Während man also beim Auto beim Kauf von Autoreifen nur auf Größe, Lastkennzahl und Geschwindigkeitsbereich festgelegt ist, ist man z.B. bei Profil, Produkt oder Hersteller frei in der Wahl. Die Reifen sind zwar auch ein sicherheitsrelevantes Bauteil am Auto, aber nicht so bedeutend, dass es hierzu spezielle Vorschriften des Autoherstellers gibt. Mir ist kein Auto bekannt, bei welchem der Autohersteller den Reifenhersteller vorschreibt. Bei explosionsgeschützten Bauteilen kann es selbst bei scheinbar einfachen Bauteilen durch Prüf- und Herstellungszeugnisse ziemlich bürokratisch werden. Da die nun zu wartende Anlage höchstwahrscheinlich aus dem demokratischen Westen stammt, sind auch die verwendeten Bauteile aus einer dieser Volkswirtschaften. Wie man es nun schon bei der zur Wartung der Siemens-Verdichtungsturbine in Kanada sieht, kann diese nicht zurück nach Russland ausgeliefert werden, da die Politik ein Handelsembargo verhängt hat. So ähnlich könnte es nun bei den bevorstehenden Wartungsarbeiten aussehen.
Entweder sind alle bekannten Verschleißteile bereits vor dem Embargo nach Russland geliefert worden, oder die Anlage kann nicht mehr zusammenmontiert werden.

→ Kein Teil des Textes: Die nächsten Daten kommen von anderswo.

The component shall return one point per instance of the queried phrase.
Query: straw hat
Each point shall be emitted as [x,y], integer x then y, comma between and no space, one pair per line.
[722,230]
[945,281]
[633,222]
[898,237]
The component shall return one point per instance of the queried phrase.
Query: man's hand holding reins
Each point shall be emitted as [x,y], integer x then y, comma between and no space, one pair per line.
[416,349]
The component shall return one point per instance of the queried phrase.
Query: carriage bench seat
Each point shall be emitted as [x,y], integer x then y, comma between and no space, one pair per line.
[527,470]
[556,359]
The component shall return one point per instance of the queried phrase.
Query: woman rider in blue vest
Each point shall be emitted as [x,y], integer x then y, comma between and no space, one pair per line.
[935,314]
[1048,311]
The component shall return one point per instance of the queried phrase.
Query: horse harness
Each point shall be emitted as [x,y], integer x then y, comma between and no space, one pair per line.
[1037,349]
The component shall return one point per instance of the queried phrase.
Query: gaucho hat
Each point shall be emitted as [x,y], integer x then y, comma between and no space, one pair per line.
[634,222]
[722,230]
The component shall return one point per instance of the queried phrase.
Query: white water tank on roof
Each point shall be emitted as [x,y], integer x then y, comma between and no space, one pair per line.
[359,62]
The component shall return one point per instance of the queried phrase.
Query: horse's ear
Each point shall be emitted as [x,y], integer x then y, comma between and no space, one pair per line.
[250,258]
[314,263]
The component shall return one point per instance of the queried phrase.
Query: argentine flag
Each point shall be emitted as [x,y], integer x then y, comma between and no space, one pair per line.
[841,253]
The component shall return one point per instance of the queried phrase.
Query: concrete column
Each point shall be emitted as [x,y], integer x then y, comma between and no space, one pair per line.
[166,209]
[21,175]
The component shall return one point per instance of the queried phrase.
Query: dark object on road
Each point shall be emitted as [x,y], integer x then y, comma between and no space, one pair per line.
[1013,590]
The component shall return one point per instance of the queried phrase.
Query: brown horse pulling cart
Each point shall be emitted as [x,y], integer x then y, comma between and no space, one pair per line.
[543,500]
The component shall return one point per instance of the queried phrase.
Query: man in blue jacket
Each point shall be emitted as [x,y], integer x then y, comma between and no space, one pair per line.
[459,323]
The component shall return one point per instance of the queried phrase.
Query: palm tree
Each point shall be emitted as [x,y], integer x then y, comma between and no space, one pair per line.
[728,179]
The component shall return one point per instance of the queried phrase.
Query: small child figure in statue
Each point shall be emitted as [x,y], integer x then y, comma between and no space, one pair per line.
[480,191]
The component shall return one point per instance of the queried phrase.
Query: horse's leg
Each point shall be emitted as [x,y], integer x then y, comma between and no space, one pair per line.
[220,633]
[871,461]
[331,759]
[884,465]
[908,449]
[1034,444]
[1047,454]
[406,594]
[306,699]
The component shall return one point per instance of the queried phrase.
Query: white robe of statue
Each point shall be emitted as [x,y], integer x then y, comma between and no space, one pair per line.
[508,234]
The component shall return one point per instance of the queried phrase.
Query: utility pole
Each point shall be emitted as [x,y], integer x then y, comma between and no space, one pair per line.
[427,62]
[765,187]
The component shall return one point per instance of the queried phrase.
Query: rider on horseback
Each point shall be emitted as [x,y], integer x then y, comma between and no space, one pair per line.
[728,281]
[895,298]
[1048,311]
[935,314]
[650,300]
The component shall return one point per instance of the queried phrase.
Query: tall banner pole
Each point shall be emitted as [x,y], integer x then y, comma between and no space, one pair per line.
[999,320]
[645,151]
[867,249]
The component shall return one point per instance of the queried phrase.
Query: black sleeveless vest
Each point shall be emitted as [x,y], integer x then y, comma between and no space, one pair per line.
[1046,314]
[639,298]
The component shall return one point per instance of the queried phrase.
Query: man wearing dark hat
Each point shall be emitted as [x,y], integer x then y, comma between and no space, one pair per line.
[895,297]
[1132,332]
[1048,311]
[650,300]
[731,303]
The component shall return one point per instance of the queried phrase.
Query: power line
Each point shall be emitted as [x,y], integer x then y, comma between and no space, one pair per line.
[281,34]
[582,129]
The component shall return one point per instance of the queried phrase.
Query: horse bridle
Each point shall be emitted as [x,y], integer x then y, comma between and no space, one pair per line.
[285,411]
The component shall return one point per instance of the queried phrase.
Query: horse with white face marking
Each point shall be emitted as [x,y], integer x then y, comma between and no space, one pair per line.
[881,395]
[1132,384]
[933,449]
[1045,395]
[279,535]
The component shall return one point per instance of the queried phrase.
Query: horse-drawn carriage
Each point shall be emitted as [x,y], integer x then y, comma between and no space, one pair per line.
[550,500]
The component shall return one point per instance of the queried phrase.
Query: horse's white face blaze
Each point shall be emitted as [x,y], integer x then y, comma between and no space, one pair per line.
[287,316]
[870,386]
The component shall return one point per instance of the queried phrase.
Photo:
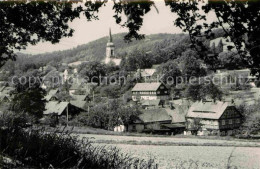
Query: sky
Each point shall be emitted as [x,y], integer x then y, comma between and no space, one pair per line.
[84,31]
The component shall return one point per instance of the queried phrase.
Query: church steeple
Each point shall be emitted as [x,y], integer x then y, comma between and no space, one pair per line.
[110,51]
[110,36]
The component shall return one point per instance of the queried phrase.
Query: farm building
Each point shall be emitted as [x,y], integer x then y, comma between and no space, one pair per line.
[205,118]
[150,104]
[149,91]
[160,121]
[61,109]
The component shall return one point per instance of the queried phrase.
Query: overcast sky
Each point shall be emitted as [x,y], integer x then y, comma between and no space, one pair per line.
[85,32]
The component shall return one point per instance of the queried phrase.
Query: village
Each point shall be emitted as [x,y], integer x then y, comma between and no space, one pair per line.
[161,110]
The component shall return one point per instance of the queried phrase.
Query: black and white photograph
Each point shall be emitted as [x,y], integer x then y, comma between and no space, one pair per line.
[129,84]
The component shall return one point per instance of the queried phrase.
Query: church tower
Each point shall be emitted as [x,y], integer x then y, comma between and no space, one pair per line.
[110,51]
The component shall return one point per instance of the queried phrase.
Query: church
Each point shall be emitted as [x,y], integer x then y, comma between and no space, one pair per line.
[110,52]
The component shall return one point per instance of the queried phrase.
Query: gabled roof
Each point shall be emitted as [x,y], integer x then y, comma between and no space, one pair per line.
[51,93]
[146,72]
[4,96]
[146,86]
[156,102]
[207,110]
[2,88]
[154,115]
[78,103]
[79,97]
[54,107]
[7,90]
[178,116]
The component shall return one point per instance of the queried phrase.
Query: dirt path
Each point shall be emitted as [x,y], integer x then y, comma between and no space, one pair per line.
[112,139]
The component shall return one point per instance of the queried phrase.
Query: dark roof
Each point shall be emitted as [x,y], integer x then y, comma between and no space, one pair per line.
[78,103]
[207,110]
[173,126]
[156,102]
[177,114]
[154,115]
[146,86]
[79,97]
[51,93]
[54,107]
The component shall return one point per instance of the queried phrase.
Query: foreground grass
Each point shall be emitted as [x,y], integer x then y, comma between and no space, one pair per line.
[38,149]
[96,131]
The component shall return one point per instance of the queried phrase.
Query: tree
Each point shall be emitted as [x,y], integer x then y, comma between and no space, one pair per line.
[111,91]
[203,91]
[220,46]
[213,48]
[191,67]
[137,59]
[170,72]
[93,71]
[49,21]
[29,96]
[237,19]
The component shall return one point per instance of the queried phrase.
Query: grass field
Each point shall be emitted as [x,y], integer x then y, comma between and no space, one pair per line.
[196,157]
[170,152]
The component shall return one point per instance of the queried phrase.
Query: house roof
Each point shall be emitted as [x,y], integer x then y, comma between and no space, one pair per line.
[3,96]
[79,97]
[154,115]
[2,88]
[146,86]
[6,90]
[156,102]
[51,93]
[177,115]
[146,72]
[207,110]
[55,107]
[78,103]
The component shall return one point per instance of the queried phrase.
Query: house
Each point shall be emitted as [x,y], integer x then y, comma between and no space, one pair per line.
[51,96]
[160,121]
[76,64]
[4,98]
[61,109]
[218,117]
[149,91]
[149,104]
[150,121]
[6,90]
[80,101]
[146,73]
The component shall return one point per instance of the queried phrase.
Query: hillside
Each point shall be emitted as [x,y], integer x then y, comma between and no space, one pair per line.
[166,45]
[95,50]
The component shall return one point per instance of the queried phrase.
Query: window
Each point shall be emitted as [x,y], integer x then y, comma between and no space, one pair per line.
[223,122]
[230,121]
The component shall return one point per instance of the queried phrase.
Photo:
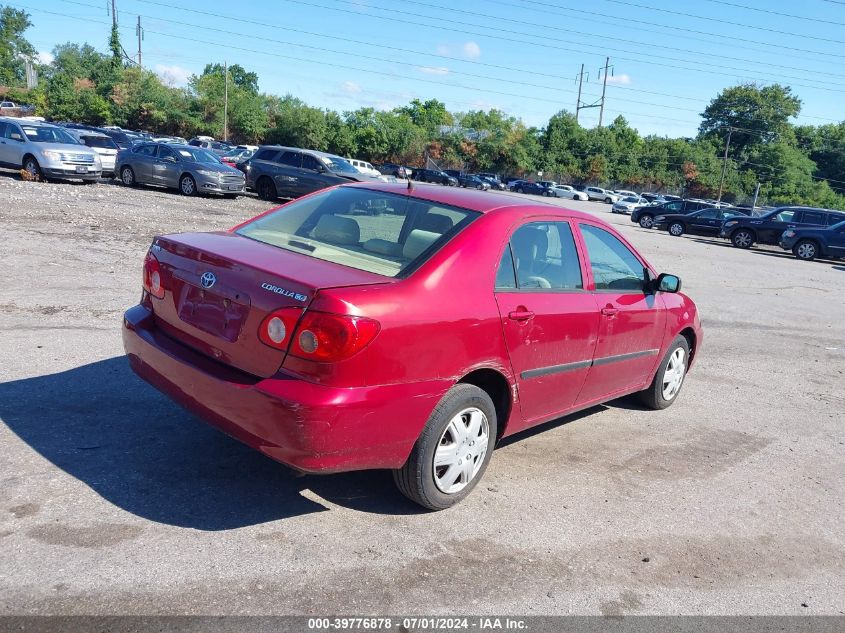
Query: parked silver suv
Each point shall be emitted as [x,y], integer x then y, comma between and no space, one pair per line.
[46,150]
[191,170]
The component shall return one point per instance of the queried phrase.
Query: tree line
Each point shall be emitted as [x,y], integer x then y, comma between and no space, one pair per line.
[793,164]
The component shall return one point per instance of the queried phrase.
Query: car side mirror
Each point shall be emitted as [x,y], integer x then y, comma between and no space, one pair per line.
[667,283]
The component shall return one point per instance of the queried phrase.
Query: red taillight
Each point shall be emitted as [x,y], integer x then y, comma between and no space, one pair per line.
[277,327]
[152,277]
[332,337]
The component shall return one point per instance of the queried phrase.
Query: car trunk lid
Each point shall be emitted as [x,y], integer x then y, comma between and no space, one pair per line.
[220,286]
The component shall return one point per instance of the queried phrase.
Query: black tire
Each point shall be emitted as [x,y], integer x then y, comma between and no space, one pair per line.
[653,397]
[416,479]
[187,185]
[806,250]
[676,229]
[266,189]
[31,165]
[127,176]
[742,238]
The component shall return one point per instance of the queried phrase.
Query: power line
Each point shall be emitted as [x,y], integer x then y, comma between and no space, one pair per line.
[404,50]
[769,11]
[463,30]
[567,31]
[779,45]
[720,21]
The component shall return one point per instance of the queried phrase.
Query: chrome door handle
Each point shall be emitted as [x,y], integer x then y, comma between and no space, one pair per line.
[521,315]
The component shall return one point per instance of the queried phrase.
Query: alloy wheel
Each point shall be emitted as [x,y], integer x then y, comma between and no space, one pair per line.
[806,250]
[673,377]
[461,450]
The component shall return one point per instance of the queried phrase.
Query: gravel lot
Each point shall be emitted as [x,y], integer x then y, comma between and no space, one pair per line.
[114,500]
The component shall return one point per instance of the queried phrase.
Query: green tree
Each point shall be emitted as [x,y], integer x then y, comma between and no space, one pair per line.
[757,115]
[14,47]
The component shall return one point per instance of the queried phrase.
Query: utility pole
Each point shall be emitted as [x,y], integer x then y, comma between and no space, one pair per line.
[581,105]
[724,163]
[603,89]
[578,103]
[225,101]
[140,32]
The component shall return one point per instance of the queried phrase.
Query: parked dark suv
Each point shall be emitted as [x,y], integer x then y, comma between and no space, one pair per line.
[768,228]
[432,175]
[644,216]
[809,243]
[702,222]
[289,172]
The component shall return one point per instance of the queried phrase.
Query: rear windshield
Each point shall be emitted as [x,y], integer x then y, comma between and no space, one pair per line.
[378,232]
[99,141]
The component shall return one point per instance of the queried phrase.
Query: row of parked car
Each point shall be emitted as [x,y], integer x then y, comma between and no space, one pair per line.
[807,232]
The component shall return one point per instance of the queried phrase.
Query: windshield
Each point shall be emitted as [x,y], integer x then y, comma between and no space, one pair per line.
[378,232]
[45,134]
[782,216]
[197,155]
[335,163]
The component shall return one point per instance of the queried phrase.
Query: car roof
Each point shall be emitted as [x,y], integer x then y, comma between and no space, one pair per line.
[470,199]
[310,151]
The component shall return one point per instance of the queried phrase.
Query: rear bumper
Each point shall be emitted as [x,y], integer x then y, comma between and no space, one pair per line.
[310,427]
[70,173]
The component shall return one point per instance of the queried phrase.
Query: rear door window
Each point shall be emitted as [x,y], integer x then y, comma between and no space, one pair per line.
[378,232]
[613,264]
[813,217]
[291,159]
[266,154]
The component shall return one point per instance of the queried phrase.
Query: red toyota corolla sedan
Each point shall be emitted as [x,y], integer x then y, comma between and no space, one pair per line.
[373,326]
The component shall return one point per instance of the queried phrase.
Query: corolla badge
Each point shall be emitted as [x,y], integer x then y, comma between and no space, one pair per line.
[208,279]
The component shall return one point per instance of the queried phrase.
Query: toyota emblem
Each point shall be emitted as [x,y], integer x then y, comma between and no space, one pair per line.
[208,279]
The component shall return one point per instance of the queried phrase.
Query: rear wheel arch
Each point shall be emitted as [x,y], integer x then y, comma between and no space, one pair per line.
[497,386]
[692,341]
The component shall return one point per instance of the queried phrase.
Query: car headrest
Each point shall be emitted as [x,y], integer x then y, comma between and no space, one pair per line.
[417,242]
[435,223]
[337,229]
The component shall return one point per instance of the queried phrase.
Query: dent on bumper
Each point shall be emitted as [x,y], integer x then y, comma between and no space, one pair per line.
[307,426]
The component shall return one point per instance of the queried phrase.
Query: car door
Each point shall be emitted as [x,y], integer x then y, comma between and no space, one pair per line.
[632,322]
[705,222]
[836,242]
[286,172]
[5,146]
[549,321]
[13,145]
[165,167]
[141,161]
[315,175]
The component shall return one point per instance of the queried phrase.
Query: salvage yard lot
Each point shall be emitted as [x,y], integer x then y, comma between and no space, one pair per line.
[114,500]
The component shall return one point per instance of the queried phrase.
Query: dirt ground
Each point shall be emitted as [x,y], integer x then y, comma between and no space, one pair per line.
[115,500]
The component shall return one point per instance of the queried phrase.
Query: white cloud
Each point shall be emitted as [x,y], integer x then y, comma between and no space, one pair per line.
[472,50]
[433,70]
[350,87]
[173,75]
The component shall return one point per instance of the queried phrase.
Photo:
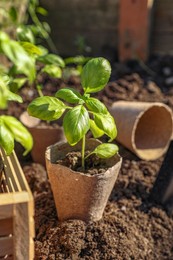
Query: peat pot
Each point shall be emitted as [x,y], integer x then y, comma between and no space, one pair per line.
[78,195]
[145,128]
[43,136]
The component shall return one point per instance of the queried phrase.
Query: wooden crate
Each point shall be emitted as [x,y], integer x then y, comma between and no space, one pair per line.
[16,211]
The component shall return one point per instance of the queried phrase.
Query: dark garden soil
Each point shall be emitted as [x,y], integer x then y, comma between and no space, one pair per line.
[132,227]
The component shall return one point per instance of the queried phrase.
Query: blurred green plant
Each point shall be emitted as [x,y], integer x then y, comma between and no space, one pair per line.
[27,62]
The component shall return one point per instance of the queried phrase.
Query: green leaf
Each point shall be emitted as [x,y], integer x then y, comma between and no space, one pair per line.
[18,132]
[31,49]
[78,60]
[53,71]
[12,49]
[25,34]
[96,106]
[46,108]
[14,97]
[52,59]
[106,123]
[95,75]
[6,138]
[41,11]
[13,14]
[96,132]
[76,124]
[106,150]
[3,93]
[70,95]
[16,84]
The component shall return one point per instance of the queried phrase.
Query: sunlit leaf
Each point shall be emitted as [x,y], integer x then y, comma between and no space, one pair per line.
[6,138]
[106,150]
[70,95]
[96,106]
[106,123]
[53,71]
[96,132]
[95,75]
[76,124]
[46,108]
[51,59]
[18,132]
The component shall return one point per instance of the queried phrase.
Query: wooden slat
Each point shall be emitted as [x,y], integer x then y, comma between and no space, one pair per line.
[14,198]
[24,248]
[16,211]
[6,211]
[6,227]
[6,246]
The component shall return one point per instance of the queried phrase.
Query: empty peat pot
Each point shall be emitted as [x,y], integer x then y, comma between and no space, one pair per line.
[43,136]
[144,128]
[78,195]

Wenn nach dem Wartungsplan ein Bauteil ersetzt werden muss, dann muss zwingend ein neues Bauteil verwendet werden, selbst wenn das alte Bauteil noch gut ist. Und es darf auch kein anderes Bauteil verwendet werden. Die Wartungsfirma oder die Betreiberfirma werden einen Teufel tun und irgend etwas unternehmen, nur damit die Anlage wieder läuft, sollte nur ein Bauteil fehlen. Der Verstoß und das wäre hier sogar ein vorsätzlicher Verstoß würde bedeuten, dass sie die Haftung für Schäden an Leib, Leben und Gütern übernehmen müsste. Diesen Schuh zieht sich niemand an, da er die Komplexität der einzelnen Bauteile nicht überblicken und abschätzen kann. Entweder der Betreiber der Anlage hat gut vorgearbeitet und Ersatzteile vorrätig, oder aber die Sanktionspolitik wird uns erbarmungslos treffen – und auch die einzige, noch funktionierende Gaspipeline ist tot. Dann können wir uns im wahrsten Sinne des Wortes „warm anziehen“.
Dies sollte man wissen, dass dann nicht der böse Russe schuld ist, sondern die beste Regierung, die es je gab.